Abstract

Abstract To go beyond polyethylene oxide in lithium metal batteries, a hybrid polymer/oligomer cell design is presented, where an ester oligomer provides high ionic conductivity of 0.2 mS cm −1 at 40 °C within thicker composite cathodes with active mass loadings of up to 11 mg cm −2 (LiNbO 3 ‐coated) LiNi 0.6 Mn 0.2 Co 0.2 (NMC622), while a 30 µm thin scaffold‐supported polymer electrolyte affords mechanical stability.
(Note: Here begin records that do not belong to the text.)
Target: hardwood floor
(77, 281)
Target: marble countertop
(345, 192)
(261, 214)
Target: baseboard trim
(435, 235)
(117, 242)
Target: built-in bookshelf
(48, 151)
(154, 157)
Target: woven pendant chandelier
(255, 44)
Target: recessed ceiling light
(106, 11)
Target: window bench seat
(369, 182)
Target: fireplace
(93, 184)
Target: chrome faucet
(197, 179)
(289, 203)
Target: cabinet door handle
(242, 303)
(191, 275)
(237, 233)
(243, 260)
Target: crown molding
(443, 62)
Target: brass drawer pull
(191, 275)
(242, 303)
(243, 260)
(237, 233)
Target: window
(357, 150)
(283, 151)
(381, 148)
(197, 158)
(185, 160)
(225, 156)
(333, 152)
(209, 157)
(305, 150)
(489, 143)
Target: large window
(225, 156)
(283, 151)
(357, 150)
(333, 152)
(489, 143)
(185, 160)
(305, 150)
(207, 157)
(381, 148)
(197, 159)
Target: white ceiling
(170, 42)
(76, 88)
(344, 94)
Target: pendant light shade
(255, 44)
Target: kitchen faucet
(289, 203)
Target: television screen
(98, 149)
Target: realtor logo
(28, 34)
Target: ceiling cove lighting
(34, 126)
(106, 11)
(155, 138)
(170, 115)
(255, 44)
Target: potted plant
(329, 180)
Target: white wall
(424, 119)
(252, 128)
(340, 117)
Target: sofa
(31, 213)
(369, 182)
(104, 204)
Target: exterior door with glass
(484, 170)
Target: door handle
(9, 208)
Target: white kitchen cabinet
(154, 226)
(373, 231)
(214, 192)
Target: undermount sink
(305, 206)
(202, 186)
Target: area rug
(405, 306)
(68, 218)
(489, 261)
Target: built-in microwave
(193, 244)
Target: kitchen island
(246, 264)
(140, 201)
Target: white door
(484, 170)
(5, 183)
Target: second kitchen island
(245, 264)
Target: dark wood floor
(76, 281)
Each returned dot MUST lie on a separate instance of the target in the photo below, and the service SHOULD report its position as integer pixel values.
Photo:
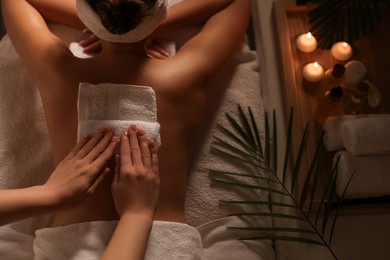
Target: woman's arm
(39, 49)
(58, 11)
(223, 32)
(136, 191)
(74, 179)
(188, 13)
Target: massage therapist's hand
(136, 183)
(80, 173)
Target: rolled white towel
(371, 175)
(337, 138)
(117, 106)
(370, 135)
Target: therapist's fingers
(134, 146)
(144, 148)
(125, 154)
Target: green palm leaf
(343, 20)
(243, 143)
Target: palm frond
(343, 20)
(242, 142)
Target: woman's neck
(122, 48)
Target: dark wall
(2, 29)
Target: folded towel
(167, 240)
(359, 134)
(118, 106)
(15, 245)
(369, 135)
(217, 237)
(371, 175)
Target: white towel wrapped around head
(117, 106)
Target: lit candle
(306, 42)
(313, 72)
(341, 51)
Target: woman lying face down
(182, 83)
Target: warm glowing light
(342, 51)
(306, 42)
(313, 72)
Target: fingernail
(141, 132)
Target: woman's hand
(80, 173)
(136, 183)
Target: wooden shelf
(373, 51)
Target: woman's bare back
(180, 107)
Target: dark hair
(121, 16)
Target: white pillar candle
(313, 72)
(341, 51)
(306, 42)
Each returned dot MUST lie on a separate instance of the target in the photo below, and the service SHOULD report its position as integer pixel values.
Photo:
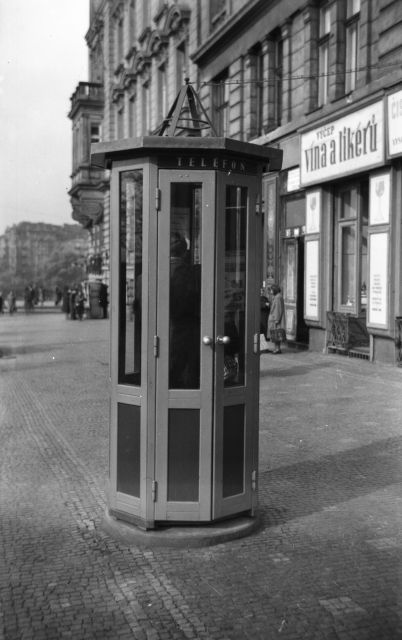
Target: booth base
(187, 536)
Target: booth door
(208, 358)
(184, 366)
(237, 334)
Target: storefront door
(293, 293)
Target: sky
(43, 56)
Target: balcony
(88, 95)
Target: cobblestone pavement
(326, 564)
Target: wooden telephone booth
(185, 282)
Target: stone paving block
(329, 479)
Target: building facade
(322, 80)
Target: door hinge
(254, 480)
(157, 199)
(256, 342)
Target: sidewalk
(326, 564)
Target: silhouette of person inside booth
(184, 352)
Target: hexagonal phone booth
(186, 246)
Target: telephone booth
(186, 234)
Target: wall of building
(269, 55)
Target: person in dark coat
(276, 318)
(265, 306)
(103, 299)
(184, 363)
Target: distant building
(25, 247)
(323, 81)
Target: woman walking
(276, 319)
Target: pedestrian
(184, 364)
(73, 311)
(11, 300)
(79, 302)
(276, 319)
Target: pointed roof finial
(186, 119)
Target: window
(352, 44)
(217, 13)
(145, 110)
(182, 69)
(95, 132)
(131, 266)
(323, 55)
(162, 95)
(220, 105)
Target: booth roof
(104, 152)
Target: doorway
(207, 360)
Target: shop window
(131, 22)
(131, 266)
(119, 41)
(120, 122)
(352, 223)
(352, 44)
(220, 105)
(132, 117)
(323, 55)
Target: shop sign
(293, 179)
(344, 146)
(395, 124)
(378, 281)
(311, 311)
(380, 190)
(206, 161)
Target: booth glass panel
(128, 449)
(183, 455)
(130, 259)
(185, 286)
(233, 451)
(235, 283)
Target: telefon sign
(344, 146)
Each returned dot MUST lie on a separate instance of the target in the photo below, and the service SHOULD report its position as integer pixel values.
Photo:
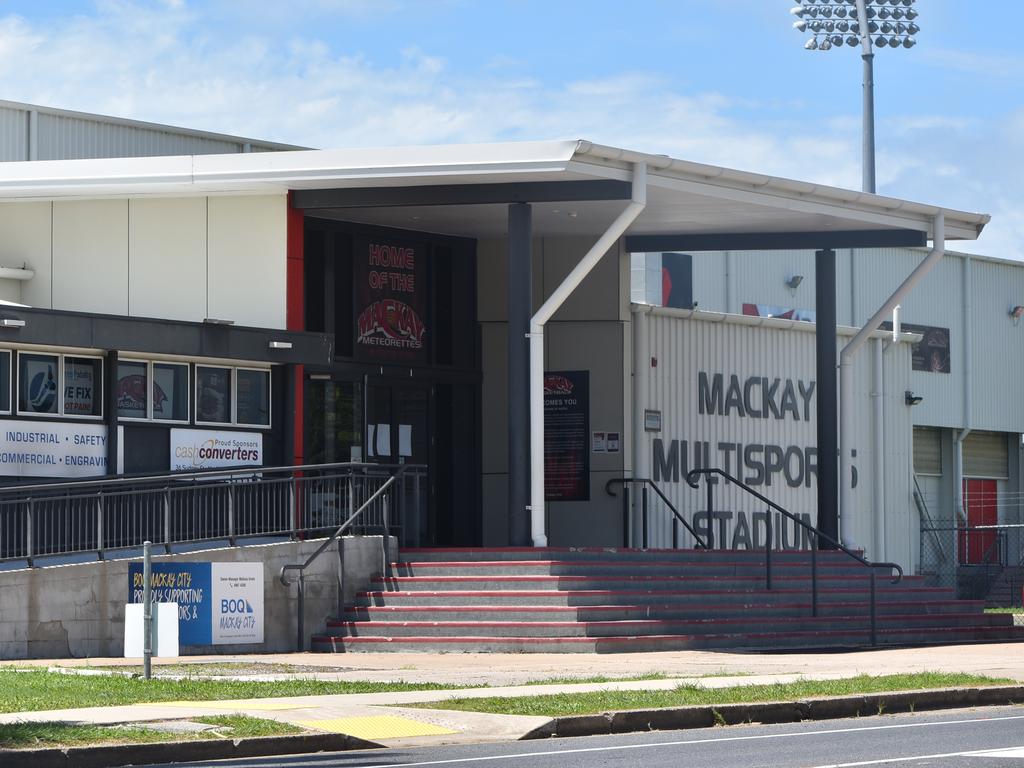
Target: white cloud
(166, 62)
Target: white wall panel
(90, 256)
(247, 255)
(26, 242)
(167, 258)
(687, 347)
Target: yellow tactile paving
(382, 726)
(247, 704)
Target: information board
(566, 436)
(219, 603)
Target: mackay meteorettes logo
(389, 323)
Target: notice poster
(566, 436)
(390, 301)
(932, 352)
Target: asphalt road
(990, 737)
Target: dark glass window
(83, 386)
(4, 382)
(213, 394)
(37, 383)
(170, 391)
(252, 397)
(132, 389)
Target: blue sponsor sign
(188, 585)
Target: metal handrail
(301, 567)
(691, 480)
(644, 482)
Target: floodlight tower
(833, 23)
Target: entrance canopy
(683, 198)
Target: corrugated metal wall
(723, 282)
(705, 425)
(61, 135)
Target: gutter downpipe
(960, 512)
(641, 389)
(846, 372)
(879, 440)
(557, 298)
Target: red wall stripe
(295, 309)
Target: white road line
(686, 742)
(1015, 752)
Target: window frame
(269, 396)
(15, 392)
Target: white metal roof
(683, 197)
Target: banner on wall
(219, 603)
(390, 301)
(206, 449)
(36, 449)
(566, 436)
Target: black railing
(120, 513)
(817, 537)
(375, 512)
(677, 517)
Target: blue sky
(718, 81)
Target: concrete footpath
(381, 719)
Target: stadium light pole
(835, 23)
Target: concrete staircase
(607, 600)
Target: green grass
(34, 690)
(39, 735)
(589, 704)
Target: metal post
(293, 511)
(230, 513)
(824, 284)
(30, 527)
(300, 642)
(814, 578)
(711, 514)
(146, 610)
(867, 150)
(167, 520)
(520, 309)
(99, 525)
(875, 622)
(385, 540)
(626, 514)
(643, 515)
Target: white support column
(557, 298)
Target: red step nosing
(588, 593)
(639, 606)
(598, 563)
(659, 622)
(823, 634)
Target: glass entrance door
(397, 431)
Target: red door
(977, 547)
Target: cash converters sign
(202, 449)
(219, 603)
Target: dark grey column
(520, 307)
(827, 411)
(110, 396)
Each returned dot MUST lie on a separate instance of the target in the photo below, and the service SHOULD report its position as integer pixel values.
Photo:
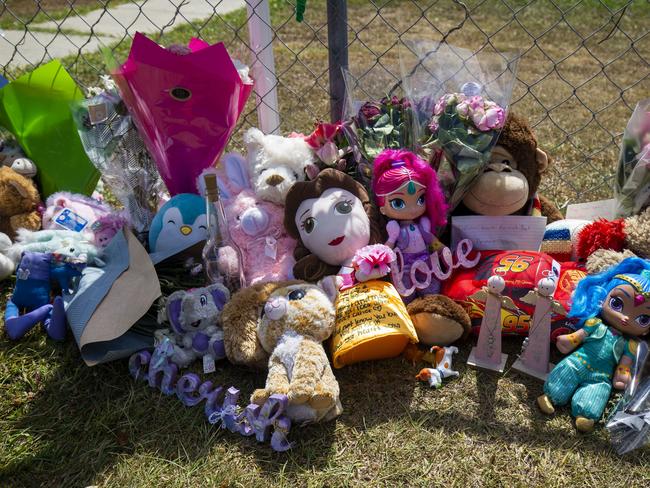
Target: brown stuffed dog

Corresponding discharge capacities of the hybrid cells exceed 170 mAh g −1 (11 mg cm −2 ) or 160 mAh g −1 (6 mg cm −2 ) at rates of either 0.1 or 0.25 C. Multilayer pouch cells are projected to enable energy densities of 235 Wh L −1 (6 mg cm −2 ) and even up to 356 Wh L −1 (11 mg cm −2 ), clearly superior to other reported polymer‐based cell designs. Polyester electrolytes are environmentally benign and safer compared to common liquid electrolytes, while the straightforward synthesis and affordability of precursors render hybrid polyester electrolytes suitable candidates for future application in solid‐state lithium metal batteries.